Pani Zofia mieszka z 30-letnim synem, który stara się pracować dorywczo, ale jak mówi, ciężko mu znaleźć coś stałego. Nie ma bowiem odpowiedniego wykształcenia. Poza tym opiekuje się matką. Od czasu, kiedy pani Zofia zachorowała zajmuje się nią Danuta Sobińska, sąsiadka.
- Prowadzę własny interes w budynku obok. Przychodzę tu kilka razy dziennie, staram się pomagać ile mogę, ale ja też nie mam zbyt dużych możliwości. Pracuję. A tu, kobieta mieszka bez niczego. Nie może chodzić, a nie ma toalety i łazienki. Załatwia się do wiaderka. Myje się raz na jakiś czas, bo w pomieszczeniu jest tak zimno, że można zamarznąć. Miesiąc temu spadł jej na głowę sufit. Poprzybijali jakiej płyty. Podłoga cała się zapada, trzeba uważać jak się staje na niej, żeby nie spaść do sąsiadów. Pod piec podłożone są grube deski, bo inaczej spadłby piętro niżej. Każdej zimy zamarza tu woda – opowiada sąsiadka.
- Pracownicy ZGKiM przychodzą i niemal codziennie odmrażają, a na drugi dzień woda znów jest zamarznięta. Pani Zofia nie ma co jeść, nie ma jak ugotować sobie herbaty, bo nie ma wody. Poza tym rury od gazówki są tak stare, że w każdej chwili mogą się rozlecieć. Gdyby tu doszło do pożaru, to ta kobieta się tu żywcem spali, bo nie chodzi, a na zewnątrz prowadzą strome schody. Ona musi mieć mieszkanie na parterze, z łazienką i toaletą. Dach cały przecieka. To grozi katastrofą budowlaną. Powiadomiłam już nadzór budowlany i sanepid. Postawiłam sobie za punkt honoru, by do końca tego roku znaleźć jej inne lokum. Poruszę niebo i ziemię i nie spocznę, dopóki pani Zofia nie będzie żyła w warunkach godnych człowieka. Takie życie to powolne umieranie – mówi Danuta Sobińska.

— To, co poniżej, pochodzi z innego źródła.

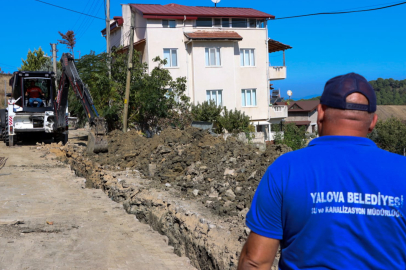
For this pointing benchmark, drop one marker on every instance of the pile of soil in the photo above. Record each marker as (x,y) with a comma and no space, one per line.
(222,174)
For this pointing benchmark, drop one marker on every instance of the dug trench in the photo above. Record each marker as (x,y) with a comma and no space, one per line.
(186,184)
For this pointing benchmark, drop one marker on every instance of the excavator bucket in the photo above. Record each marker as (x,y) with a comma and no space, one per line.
(97,139)
(96,143)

Wojciech Łabun, dyrektor Miejskiego Ośrodka Pomocy Społecznej w Jeleniej Górze kwituje sprawę krótko.
- Pani Zofia Tomecka nie jest naszą podopieczną. Nigdy nie starała się o żadne świadczenia i żadną pomoc z naszej strony. Nie jestem jednak upoważniony do udzielania jakichkolwiek informacji na temat tej pani, bo nie jest ona naszą klientką – mówi Wojciech Łabun.
Podobne informacje przekazał nam Wydział Gospodarki Lokalowej UM w Jeleniej Górze, w którym również nie odnaleziono żadnego pisma, z prośbą o zamianę lokalu.
- Nie przypominam sobie, by pani Zofia Tomecka kiedykolwiek zgłaszała się do nas z pismem o zamianę lokalu, a żeby do tego doszło, musimy takie pismo otrzymać. Jeśli ta pani jest niepełnosprawna powinna dołączyć orzeczenie o niepełnosprawności i opis swojej sytuacji. Mamy kilkanaście osób niepełnosprawnych, które czekają na zamianę lokali, ale każde takie podanie jest rozpatrywane indywidualnie, dlatego takie dokumenty powinny zostać dostarczone do nas jak najszybciej do pokoju nr 2 wydziału mieszczącego się przy ul. Ptasiej – dodaje Radosław Ochnik, inspektor Wydziału Gospodarki Lokalowej UM w Jeleniej Górze.